PSYDAC is a Python 3 library for isogeometric analysis. It is an academic, open-source project created by numerical mathematicians at the Max Planck Institute for Plasma Physics (NMPP division, FEM group).

PSYDAC can solve general systems of partial differential equations in weak form, which users define using the domain-specific language provided by SymPDE. It supports finite element exterior calculus (FEEC) with tensor-product spline spaces and handles multi-patch geometries in various ways.

PSYDAC automatically generates Python code for the assembly of user-defined functionals and linear and bilinear forms from the weak formulation of the problem. This Python code is then accelerated to C/Fortran speed using Pyccel. The library also enables large parallel computations on distributed-memory supercomputers using MPI and OpenMP.

Citing

If PSYDAC has been significant in your research, and you would like to acknowledge the project in your academic publication, we would ask that you cite the following paper:

Güçlü, Y., S. Hadjout, and A. Ratnani. “PSYDAC: A High-Performance IGA Library in Python.” In 8th European Congress on Computational Methods in Applied Sciences and Engineering.
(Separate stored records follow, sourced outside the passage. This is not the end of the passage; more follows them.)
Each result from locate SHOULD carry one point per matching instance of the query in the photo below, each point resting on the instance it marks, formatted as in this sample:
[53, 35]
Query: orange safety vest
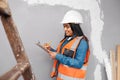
[70, 73]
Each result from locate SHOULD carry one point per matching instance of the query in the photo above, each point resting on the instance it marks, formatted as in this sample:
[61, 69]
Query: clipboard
[41, 46]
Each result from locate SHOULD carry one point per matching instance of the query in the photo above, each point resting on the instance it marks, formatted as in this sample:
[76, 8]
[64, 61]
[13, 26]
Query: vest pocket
[68, 52]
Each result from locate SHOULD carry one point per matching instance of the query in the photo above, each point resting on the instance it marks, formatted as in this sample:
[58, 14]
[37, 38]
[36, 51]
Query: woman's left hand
[52, 54]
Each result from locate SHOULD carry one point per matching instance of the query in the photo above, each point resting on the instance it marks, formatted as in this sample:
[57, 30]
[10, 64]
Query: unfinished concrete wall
[39, 20]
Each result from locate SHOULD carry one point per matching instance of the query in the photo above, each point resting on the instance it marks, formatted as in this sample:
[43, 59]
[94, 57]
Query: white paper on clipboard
[41, 46]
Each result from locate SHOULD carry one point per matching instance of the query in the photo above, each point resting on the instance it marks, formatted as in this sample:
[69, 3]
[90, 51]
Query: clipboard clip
[42, 47]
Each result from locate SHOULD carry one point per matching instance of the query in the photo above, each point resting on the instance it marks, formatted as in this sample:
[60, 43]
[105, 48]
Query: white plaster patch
[96, 15]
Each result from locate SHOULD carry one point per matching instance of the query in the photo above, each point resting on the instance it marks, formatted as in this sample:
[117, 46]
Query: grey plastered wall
[42, 23]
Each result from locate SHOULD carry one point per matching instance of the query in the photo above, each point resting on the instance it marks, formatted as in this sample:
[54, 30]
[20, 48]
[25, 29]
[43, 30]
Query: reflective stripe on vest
[70, 73]
[64, 77]
[75, 44]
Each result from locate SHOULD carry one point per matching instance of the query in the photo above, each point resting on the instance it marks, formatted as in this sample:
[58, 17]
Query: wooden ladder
[23, 66]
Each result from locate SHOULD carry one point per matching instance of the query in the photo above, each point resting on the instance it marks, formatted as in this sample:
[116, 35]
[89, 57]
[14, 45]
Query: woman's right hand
[47, 46]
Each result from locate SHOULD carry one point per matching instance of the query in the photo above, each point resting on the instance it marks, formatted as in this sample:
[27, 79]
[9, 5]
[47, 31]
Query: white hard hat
[72, 16]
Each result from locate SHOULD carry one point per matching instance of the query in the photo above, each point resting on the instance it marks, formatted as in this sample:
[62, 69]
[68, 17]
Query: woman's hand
[47, 46]
[52, 54]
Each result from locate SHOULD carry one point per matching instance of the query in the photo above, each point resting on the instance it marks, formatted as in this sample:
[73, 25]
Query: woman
[71, 56]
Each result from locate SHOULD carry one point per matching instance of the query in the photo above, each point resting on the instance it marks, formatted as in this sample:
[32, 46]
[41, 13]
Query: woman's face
[68, 30]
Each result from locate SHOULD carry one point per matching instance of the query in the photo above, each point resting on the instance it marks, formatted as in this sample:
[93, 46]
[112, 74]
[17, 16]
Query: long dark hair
[77, 31]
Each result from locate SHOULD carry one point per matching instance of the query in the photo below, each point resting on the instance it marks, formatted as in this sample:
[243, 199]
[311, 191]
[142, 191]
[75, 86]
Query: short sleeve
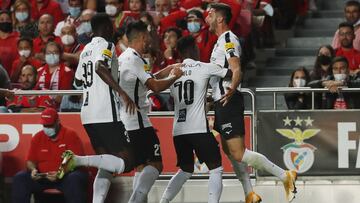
[216, 70]
[231, 46]
[141, 71]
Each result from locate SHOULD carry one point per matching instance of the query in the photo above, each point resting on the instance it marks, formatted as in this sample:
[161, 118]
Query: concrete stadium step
[307, 42]
[331, 4]
[266, 102]
[269, 81]
[328, 14]
[290, 61]
[314, 32]
[296, 51]
[323, 23]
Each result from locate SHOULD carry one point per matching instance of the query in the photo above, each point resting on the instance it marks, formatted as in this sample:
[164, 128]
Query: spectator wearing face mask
[44, 159]
[27, 79]
[50, 7]
[322, 63]
[25, 49]
[339, 77]
[8, 39]
[135, 7]
[170, 54]
[75, 9]
[72, 48]
[23, 22]
[299, 78]
[84, 30]
[114, 8]
[54, 75]
[346, 37]
[46, 34]
[352, 16]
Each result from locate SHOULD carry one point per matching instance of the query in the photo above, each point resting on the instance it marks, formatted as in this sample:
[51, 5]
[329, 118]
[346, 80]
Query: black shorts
[110, 136]
[145, 146]
[205, 146]
[229, 119]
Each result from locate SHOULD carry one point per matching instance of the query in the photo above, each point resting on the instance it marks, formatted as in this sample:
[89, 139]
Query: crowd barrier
[314, 142]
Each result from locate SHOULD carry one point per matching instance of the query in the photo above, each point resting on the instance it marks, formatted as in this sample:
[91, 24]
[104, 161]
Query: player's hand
[9, 94]
[51, 176]
[34, 175]
[130, 106]
[176, 72]
[226, 98]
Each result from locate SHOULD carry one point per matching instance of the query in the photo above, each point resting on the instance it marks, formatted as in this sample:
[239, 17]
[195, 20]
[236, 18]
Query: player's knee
[237, 155]
[187, 168]
[213, 165]
[157, 165]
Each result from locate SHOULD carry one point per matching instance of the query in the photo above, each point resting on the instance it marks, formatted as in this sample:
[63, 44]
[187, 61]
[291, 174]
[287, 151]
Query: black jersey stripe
[136, 98]
[113, 108]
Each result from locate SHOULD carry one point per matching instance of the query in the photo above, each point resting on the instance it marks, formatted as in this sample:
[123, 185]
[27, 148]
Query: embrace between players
[121, 132]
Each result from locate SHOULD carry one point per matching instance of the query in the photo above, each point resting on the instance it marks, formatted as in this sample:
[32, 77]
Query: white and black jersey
[133, 76]
[100, 103]
[189, 93]
[227, 46]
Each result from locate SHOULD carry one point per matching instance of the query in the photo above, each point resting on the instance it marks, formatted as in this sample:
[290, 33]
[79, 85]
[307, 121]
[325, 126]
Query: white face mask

CIMNE, 2022. https://doi.org/10.23967/eccomas.2022.227.

The associated BibTeX file can be found here.

Installation

PSYDAC requires a certain number of components to be installed on the machine:

  • Fortran and C compilers with OpenMP support
  • OpenMP library
  • BLAS and LAPACK libraries
  • MPI library
  • HDF5 library with MPI support

The installation instructions depend on the operating system and on the packaging manager used. It is particularly important to determine the HDF5 root folder, as this will be needed to install the h5py package in parallel mode. Detailed instructions can be found in the documentation.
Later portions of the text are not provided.